I have trouble understanding the parents who permit and even encourage drinking in their homes. I was raised in a home with little drinking (not teetotaling, my parents just didn't drink much at all), so maybe that's why. Read about another one the other day who I guess was charged. Don't they remember the parents who were taken to court, that got so much media attention? Do they feel immune, because fatal accidents don't usually ensue?

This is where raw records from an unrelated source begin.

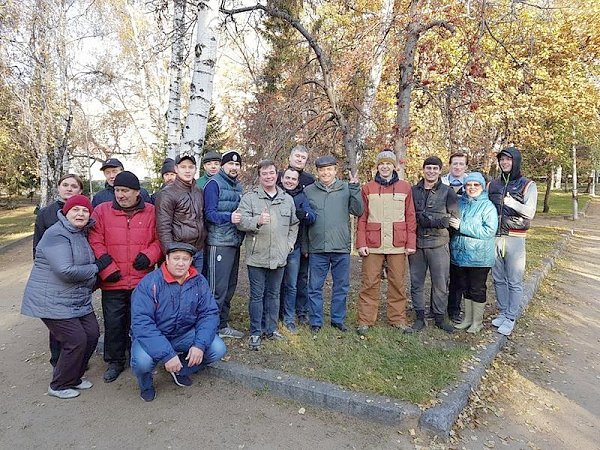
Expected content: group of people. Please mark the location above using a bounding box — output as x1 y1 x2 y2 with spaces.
21 143 537 403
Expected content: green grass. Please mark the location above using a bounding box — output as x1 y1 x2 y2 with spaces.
0 205 35 246
525 226 566 273
537 191 589 216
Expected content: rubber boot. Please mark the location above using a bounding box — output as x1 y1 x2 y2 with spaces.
405 310 426 333
434 314 454 334
467 302 485 334
454 299 473 330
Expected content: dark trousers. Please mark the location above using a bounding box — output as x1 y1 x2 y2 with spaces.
453 266 491 303
448 263 465 316
409 245 450 315
49 333 61 367
42 312 99 390
206 246 240 330
101 289 133 366
248 265 285 336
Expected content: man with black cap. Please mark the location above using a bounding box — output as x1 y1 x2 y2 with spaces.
196 150 222 189
304 155 363 333
151 158 176 204
488 147 537 336
92 158 151 207
203 150 245 339
130 242 227 402
406 156 459 334
89 171 163 382
155 154 206 272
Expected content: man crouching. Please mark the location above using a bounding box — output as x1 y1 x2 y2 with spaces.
130 242 226 402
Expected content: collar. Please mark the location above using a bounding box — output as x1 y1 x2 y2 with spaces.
160 262 198 285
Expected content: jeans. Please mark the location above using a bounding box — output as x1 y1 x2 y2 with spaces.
308 252 350 327
193 250 204 273
247 265 285 336
101 289 133 366
131 331 226 391
42 312 100 390
296 253 309 319
492 236 526 320
409 245 450 315
282 247 301 325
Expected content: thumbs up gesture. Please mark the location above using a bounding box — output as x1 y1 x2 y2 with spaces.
258 207 271 225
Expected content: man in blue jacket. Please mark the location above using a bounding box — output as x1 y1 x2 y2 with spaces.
130 242 227 402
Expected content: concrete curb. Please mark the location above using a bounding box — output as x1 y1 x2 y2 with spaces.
206 361 422 427
0 234 33 254
419 227 575 437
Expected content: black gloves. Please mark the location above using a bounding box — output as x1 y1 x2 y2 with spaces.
94 254 113 272
133 253 151 270
417 214 450 229
105 271 121 283
417 213 432 228
295 208 307 220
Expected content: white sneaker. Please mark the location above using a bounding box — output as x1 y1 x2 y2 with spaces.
497 319 515 336
74 379 93 390
48 387 80 399
219 326 244 339
491 314 507 328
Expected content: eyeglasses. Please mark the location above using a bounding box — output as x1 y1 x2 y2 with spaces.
465 183 482 188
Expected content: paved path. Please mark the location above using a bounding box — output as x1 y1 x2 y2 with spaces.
460 199 600 449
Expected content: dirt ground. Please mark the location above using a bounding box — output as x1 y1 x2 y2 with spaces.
1 202 599 449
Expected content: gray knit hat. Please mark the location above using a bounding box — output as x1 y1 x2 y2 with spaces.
376 150 396 166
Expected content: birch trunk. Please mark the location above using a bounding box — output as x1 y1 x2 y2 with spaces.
353 0 394 165
165 0 187 159
180 0 220 165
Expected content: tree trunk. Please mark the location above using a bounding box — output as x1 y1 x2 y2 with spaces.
543 167 552 213
180 0 219 165
572 126 578 220
165 0 187 159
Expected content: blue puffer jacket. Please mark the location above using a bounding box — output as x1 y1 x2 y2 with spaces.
22 212 98 319
450 189 498 268
130 264 219 363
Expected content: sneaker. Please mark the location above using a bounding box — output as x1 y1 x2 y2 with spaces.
284 323 298 334
310 325 321 333
73 379 93 390
449 311 462 324
266 330 286 341
140 387 156 402
219 326 244 339
103 364 124 383
497 319 515 336
491 314 507 328
356 325 369 336
170 372 193 387
331 322 348 332
248 335 261 351
47 386 80 399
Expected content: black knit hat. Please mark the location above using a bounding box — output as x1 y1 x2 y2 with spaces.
423 156 443 169
113 171 140 190
160 158 176 176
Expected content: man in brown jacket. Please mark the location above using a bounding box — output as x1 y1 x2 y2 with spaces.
355 150 417 334
155 154 206 272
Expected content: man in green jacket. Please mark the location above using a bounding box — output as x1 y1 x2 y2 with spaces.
237 160 299 350
196 151 222 189
304 156 363 333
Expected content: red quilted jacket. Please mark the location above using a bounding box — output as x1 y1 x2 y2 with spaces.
89 201 163 291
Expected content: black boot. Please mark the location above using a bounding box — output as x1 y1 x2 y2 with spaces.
405 311 426 333
434 314 454 334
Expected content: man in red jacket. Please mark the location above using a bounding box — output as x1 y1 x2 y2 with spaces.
89 171 162 383
355 150 417 334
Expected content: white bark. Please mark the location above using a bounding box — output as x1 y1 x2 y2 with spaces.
179 0 220 165
166 0 187 159
354 0 394 164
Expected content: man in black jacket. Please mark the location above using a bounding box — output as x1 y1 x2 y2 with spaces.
92 158 151 207
406 156 459 333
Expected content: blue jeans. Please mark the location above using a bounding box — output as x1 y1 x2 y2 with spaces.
130 330 226 391
193 250 204 273
296 253 309 319
247 265 285 336
308 252 350 327
492 236 526 321
282 248 301 325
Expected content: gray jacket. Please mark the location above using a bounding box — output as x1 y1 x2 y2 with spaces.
21 212 98 319
237 186 299 269
304 179 363 253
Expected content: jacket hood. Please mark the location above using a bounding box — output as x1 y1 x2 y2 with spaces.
497 147 522 181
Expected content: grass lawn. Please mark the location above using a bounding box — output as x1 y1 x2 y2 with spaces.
525 226 567 273
537 190 589 216
0 205 36 246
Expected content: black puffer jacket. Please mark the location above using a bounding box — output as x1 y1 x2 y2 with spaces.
155 177 206 252
411 179 459 249
33 200 64 258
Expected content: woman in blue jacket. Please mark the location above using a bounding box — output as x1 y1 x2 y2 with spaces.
448 172 498 333
22 195 112 399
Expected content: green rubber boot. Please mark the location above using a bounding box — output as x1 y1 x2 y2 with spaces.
454 299 473 330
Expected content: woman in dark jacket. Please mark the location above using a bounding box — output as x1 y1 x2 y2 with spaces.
22 195 111 399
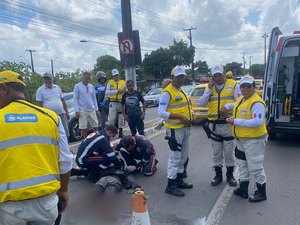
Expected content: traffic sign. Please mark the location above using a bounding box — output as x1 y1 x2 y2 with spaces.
119 38 135 55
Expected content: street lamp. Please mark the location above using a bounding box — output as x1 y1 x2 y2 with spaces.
80 39 118 48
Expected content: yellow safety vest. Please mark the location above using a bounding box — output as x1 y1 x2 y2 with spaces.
208 79 237 120
108 79 126 102
0 100 60 203
163 84 192 129
233 94 267 139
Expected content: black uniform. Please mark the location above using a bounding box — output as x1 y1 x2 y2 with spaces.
75 130 121 172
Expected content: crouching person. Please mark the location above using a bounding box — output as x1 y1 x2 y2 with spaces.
74 125 121 183
115 135 158 176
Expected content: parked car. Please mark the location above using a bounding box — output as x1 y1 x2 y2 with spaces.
143 88 162 107
63 92 83 142
182 85 194 97
189 84 208 119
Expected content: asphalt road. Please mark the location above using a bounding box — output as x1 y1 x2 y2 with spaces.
64 124 300 225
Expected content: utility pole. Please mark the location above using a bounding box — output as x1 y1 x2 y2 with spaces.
183 27 197 81
121 0 136 86
241 52 247 75
249 56 252 75
262 32 268 70
51 57 57 76
25 49 37 74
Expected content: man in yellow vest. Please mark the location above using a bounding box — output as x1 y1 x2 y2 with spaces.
158 65 194 197
0 71 73 224
226 75 268 202
107 69 126 138
197 65 241 187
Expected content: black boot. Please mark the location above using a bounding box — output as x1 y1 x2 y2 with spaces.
165 179 185 197
119 128 124 138
249 183 267 202
211 167 223 186
226 166 237 187
176 173 193 189
182 157 189 178
234 180 249 199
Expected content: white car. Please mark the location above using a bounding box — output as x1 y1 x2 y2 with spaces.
143 88 162 107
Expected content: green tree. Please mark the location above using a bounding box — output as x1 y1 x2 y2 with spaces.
169 39 194 66
194 60 209 74
250 64 265 77
142 47 173 79
224 62 243 76
55 69 83 92
93 55 122 79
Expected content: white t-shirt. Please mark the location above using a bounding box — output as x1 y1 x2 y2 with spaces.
36 84 65 114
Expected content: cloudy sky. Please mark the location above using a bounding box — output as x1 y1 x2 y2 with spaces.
1 0 300 74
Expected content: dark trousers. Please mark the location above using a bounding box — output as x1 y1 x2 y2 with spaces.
128 115 144 135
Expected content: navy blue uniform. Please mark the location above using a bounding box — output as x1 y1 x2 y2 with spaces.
75 130 121 171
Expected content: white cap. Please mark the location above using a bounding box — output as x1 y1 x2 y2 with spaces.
42 72 53 79
112 69 119 76
173 66 186 76
211 65 224 76
240 75 254 85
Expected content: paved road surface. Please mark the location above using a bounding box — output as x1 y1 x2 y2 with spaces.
63 126 300 225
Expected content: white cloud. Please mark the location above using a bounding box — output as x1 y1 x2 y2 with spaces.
1 0 300 74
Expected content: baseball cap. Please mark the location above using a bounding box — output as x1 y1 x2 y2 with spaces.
42 72 53 79
112 69 119 76
0 70 26 86
211 65 224 76
96 71 106 79
173 66 186 76
240 75 254 85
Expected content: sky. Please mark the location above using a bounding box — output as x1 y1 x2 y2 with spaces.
1 0 300 75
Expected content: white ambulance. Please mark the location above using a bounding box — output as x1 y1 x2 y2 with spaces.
263 27 300 139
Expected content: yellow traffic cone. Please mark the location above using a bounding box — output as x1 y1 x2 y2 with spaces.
131 190 151 225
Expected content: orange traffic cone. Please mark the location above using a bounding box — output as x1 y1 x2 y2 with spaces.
131 190 151 225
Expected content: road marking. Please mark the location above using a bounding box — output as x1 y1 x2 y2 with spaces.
205 170 239 225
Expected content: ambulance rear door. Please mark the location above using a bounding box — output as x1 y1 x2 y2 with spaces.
263 27 282 127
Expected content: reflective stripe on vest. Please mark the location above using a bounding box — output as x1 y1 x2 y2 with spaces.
208 79 237 120
0 100 60 203
108 79 126 102
0 136 58 151
0 174 59 193
163 85 191 129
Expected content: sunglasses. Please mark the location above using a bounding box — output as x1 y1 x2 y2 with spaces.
240 83 253 89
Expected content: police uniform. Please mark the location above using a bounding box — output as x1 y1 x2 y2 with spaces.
158 66 193 197
229 75 268 202
0 71 73 225
198 66 241 187
107 69 126 137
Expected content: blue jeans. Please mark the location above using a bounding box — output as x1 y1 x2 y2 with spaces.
128 115 144 135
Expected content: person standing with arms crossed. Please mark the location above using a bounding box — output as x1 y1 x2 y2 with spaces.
73 71 99 138
122 80 146 136
36 72 70 138
226 75 268 202
158 65 194 197
107 69 126 138
197 65 241 187
0 70 73 225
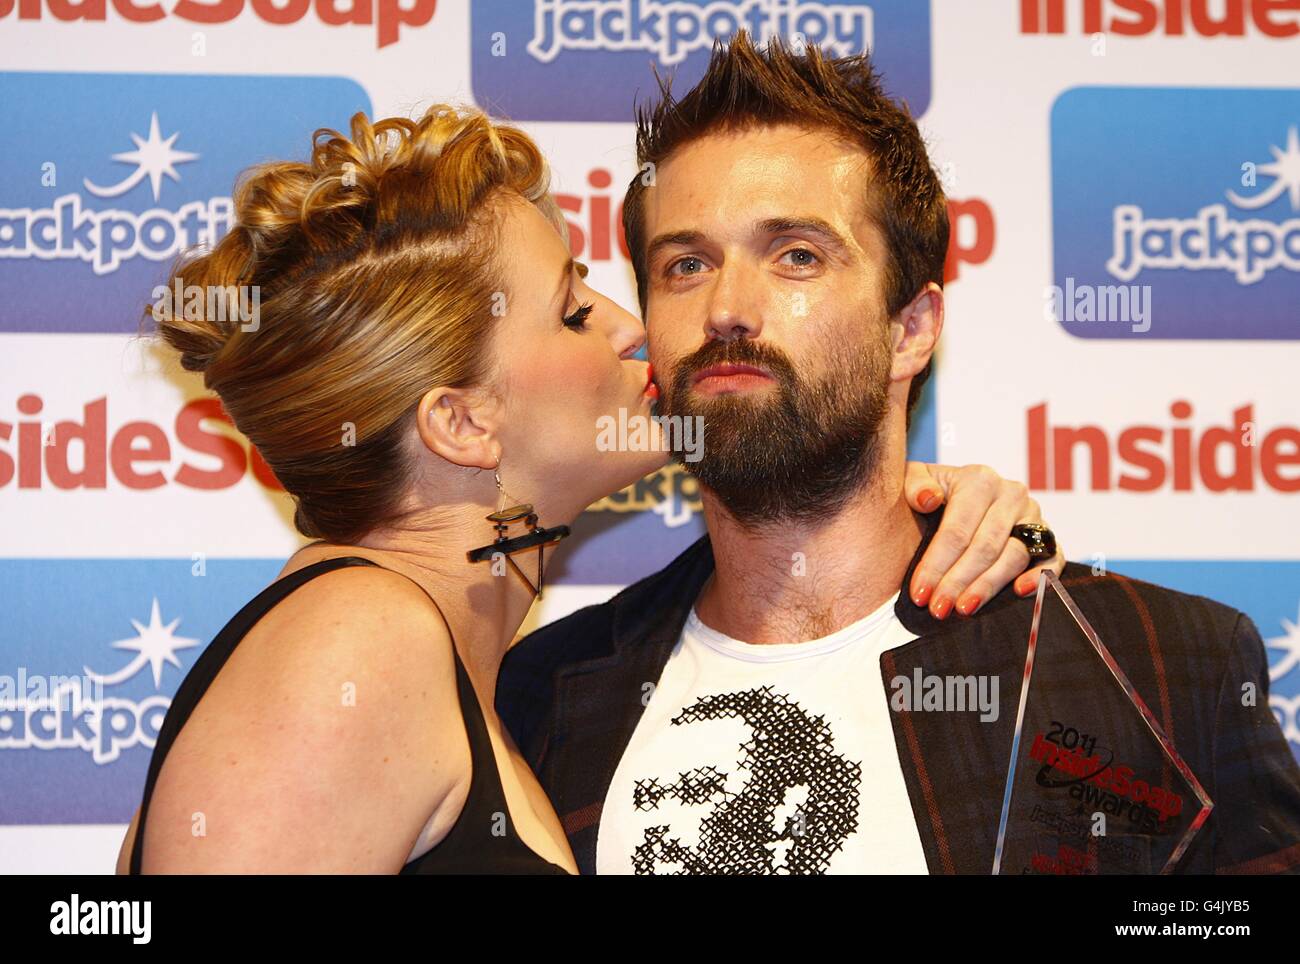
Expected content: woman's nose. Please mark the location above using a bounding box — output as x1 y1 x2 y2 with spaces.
610 305 647 359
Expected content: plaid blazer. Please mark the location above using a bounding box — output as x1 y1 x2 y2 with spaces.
496 507 1300 874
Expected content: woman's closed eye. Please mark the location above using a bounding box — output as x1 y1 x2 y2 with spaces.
563 302 594 330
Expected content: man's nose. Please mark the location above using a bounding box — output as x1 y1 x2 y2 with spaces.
703 261 764 342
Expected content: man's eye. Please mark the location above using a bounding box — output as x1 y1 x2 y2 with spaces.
667 256 705 277
780 248 820 268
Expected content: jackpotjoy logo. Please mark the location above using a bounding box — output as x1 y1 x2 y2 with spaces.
470 0 931 122
1 110 221 278
529 0 871 65
0 73 370 334
0 559 283 824
1050 87 1300 340
0 598 198 765
1267 601 1300 750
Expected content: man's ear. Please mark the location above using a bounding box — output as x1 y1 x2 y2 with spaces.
889 282 944 384
414 385 500 471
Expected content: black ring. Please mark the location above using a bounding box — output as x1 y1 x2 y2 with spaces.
1010 522 1057 560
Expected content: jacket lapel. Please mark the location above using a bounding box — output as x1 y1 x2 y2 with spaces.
540 535 716 875
882 594 1032 873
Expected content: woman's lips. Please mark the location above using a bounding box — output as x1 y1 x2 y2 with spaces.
643 363 659 402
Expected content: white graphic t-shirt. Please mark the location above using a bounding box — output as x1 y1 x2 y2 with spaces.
596 592 930 874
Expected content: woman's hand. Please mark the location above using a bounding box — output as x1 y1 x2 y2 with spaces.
903 462 1064 619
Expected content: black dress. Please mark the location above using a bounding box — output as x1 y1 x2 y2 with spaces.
129 556 572 875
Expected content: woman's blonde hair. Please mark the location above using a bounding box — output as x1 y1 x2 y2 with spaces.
151 104 565 543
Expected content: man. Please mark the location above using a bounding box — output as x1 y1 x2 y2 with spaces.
496 31 1300 874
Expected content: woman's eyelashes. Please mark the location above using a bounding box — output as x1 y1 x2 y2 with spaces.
563 302 594 330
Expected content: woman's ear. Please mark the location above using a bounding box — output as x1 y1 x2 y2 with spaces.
889 282 945 383
414 385 501 471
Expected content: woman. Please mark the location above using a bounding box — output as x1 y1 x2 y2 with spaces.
115 104 1061 874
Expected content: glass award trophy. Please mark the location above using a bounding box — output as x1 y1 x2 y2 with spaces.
993 571 1213 874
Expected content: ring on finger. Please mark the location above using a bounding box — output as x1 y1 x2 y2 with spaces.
1010 522 1057 561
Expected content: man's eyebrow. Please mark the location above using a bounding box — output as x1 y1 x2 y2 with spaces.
758 216 852 255
646 231 704 266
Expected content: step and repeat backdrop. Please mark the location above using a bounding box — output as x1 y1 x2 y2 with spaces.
1 0 1297 872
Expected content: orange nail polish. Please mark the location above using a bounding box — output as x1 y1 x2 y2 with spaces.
932 596 953 620
957 594 981 616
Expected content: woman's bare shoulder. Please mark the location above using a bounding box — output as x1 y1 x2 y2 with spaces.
133 562 469 873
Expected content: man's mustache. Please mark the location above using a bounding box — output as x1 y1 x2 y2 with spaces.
667 340 799 394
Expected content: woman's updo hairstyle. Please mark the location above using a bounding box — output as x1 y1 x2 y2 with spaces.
151 104 564 543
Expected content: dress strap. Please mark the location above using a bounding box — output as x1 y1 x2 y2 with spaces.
131 555 386 874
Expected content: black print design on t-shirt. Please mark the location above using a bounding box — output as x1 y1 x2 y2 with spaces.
631 685 862 874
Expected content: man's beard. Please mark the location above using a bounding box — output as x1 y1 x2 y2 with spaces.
656 328 892 528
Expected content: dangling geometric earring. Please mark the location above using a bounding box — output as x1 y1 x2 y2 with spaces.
466 462 570 599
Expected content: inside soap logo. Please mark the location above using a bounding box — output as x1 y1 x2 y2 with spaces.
471 0 930 122
1050 87 1300 340
0 73 370 334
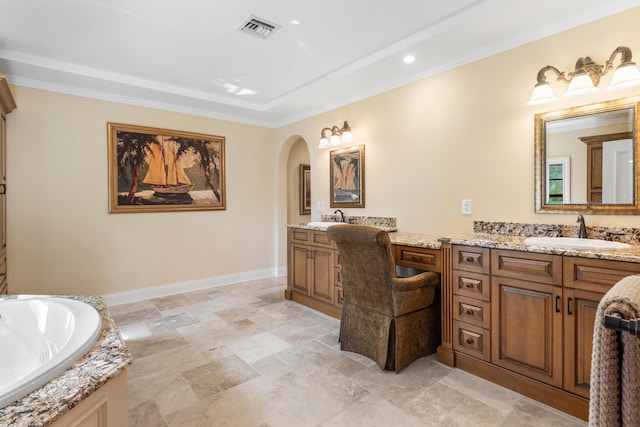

I took up the issue once with another mother when I found out our kids would drink at their friends' homes, and she extremely condescendingly told me that's what everyone does. It's hard to fight that in a community.

Anonymous said...

IMO - the entire underage situation with regards to drugs and alcohol ~ even if the license is suspended the kids are going to continue to drink or do drugs anyway - zero tolerance would be ideal but not feasible at this time yet ~ politics is getting in the way!
- wouldn't it be fun to put these kids under house arrest instead of slapping their hand that picked up that beer with a pair of handcuffs so to speak -
(grounding, go to the corner and sit - time outs, writing on the blackboard - "I will not drink, I will not do drugs" a gazillion times")so doesn't cut it anymore ~

- tough love starting at home -

"first time shame on you second time shame on me" -

What if that second time ends in a visit to your office?

just my .02 cents worth!

Dr. Richard Keller said...

The sentence (clumsily) was meant to convey that it is good to crack down on underage drinking for reasons other than drinking and driving. Other behaviors and outcomes can occur with underage drinking, so a law like this use-lose law addresses underage drinking more broadly than just addressing drinking and driving.